Vu l'issue du pourvoi, il y a lieu de fixer un nouveau délai de départ au recourant pour quitter la Suisse. Cependant, suite à une séance de coordination de la Chambre de police des étrangers (art. 21 al. 1 du règlement organique du Tribunal administratif (depuis le 1er janvier 2008: la Cour de droit administratif du Tribunal cantonal) du 18 avril 1997 - ROTA; RSV 173.36.1), il a été décidé qu’en cas de rejet de recours et de confirmation de la décision attaquée, un nouveau délai de départ serait désormais, et sauf exception, fixé par l’autorité intimée et non plus par la Cour de céans (PE.2009.146 du 21 juillet 2009). En sa qualité d’autorité d’exécution des arrêts du Tribunal, l'autorité intimée est en effet mieux à même d’apprécier toutes les circonstances du cas d’espèce, tant dans la fixation du délai de départ que dans le contrôle du respect de ce dernier. Toutefois, compte tenu de la durée du séjour du recourant en Suisse, du fait qu'il assume des responsabilités professionnelles au sein de l'entreprise qui l'emploie depuis 1990, qu'il est titulaire d'un bail à loyer et de divers contrats d'assurance, il conviendra de fixer un délai de départ suffisant pour lui permettre de mettre un terme à ses obligations en respectant les délais légaux. Ainsi, un délai d’un mois tel que figurant dans la décision entreprise, qui est dépassé à l’échéance du délai de recours, n’est pas raisonnable dans le cas particulier, même si des délais de départ lui ont déjà été signifiés en 2006 et 2007.
Par ces motifs
la Cour de droit administratif et public
du Tribunal cantonal
arrête:
I. Le recours est rejeté.
II. La décision du Service de la population du 12 mars 2009 est confirmée.
III. Le Service de la population fixera un nouveau délai de départ à A. X.________.
IV. Un émolument judiciaire de 500 (cinq cents) francs est mis à la charge de A. X.________.

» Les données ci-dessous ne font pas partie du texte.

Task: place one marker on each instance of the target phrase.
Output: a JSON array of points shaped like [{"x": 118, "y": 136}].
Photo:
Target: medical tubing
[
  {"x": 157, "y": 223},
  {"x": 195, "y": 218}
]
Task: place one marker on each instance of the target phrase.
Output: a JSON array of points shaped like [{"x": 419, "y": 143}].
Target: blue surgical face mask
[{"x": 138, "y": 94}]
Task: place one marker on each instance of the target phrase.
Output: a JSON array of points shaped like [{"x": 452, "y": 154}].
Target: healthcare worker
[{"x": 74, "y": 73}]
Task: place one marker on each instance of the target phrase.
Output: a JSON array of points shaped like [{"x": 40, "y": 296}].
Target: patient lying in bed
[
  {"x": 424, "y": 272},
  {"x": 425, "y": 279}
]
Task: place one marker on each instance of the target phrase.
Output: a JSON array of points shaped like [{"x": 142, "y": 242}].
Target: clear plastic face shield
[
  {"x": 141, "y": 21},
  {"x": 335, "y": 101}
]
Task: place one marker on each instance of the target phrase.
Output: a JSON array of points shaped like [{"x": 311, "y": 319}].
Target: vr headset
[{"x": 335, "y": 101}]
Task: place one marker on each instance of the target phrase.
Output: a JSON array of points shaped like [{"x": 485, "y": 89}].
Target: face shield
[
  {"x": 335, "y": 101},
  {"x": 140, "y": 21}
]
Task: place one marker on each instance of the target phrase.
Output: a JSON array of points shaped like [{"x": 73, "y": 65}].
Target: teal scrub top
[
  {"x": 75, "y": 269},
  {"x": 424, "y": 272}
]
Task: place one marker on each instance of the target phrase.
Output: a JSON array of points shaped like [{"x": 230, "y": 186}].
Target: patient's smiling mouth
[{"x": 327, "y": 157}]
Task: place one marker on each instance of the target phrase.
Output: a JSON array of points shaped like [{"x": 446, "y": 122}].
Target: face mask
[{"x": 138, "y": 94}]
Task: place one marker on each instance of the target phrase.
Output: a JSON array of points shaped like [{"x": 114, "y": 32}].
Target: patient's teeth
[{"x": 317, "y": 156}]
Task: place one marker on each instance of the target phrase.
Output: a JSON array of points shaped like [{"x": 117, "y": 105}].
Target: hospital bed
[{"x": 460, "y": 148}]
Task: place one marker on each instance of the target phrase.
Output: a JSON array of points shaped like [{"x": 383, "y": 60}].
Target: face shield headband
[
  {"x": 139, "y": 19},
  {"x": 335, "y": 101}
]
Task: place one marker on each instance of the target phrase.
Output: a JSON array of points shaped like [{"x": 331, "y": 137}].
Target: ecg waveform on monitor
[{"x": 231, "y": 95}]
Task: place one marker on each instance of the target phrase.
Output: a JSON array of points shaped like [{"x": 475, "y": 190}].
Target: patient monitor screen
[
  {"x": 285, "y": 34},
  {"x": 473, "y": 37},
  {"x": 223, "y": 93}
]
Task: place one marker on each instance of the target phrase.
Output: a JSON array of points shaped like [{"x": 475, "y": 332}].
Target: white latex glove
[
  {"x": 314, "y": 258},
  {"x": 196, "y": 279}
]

V. Il n'est pas alloué de dépens.
Lausanne, le 19 août 2009
La présidente: La
greffière:
Le présent arrêt est communiqué aux destinataires de l'avis d'envoi ci-joint, ainsi qu'à l'ODM.
Il peut faire l'objet, dans les trente jours suivant sa notification, d'un recours au Tribunal fédéral. Le recours en matière de droit public s'exerce aux conditions des articles 82 ss de la loi du 17 juin 2005 sur le Tribunal fédéral (LTF - RS 173.110), le recours constitutionnel subsidiaire à celles des articles 113 ss LTF. Le mémoire de recours doit être rédigé dans une langue officielle, indiquer les conclusions, les motifs et les moyens de preuve, et être signé. Les motifs doivent exposer succinctement en quoi l’acte attaqué viole le droit. Les pièces invoquées comme moyens de preuve doivent être jointes au mémoire, pour autant qu’elles soient en mains de la partie; il en va de même de la décision attaquée.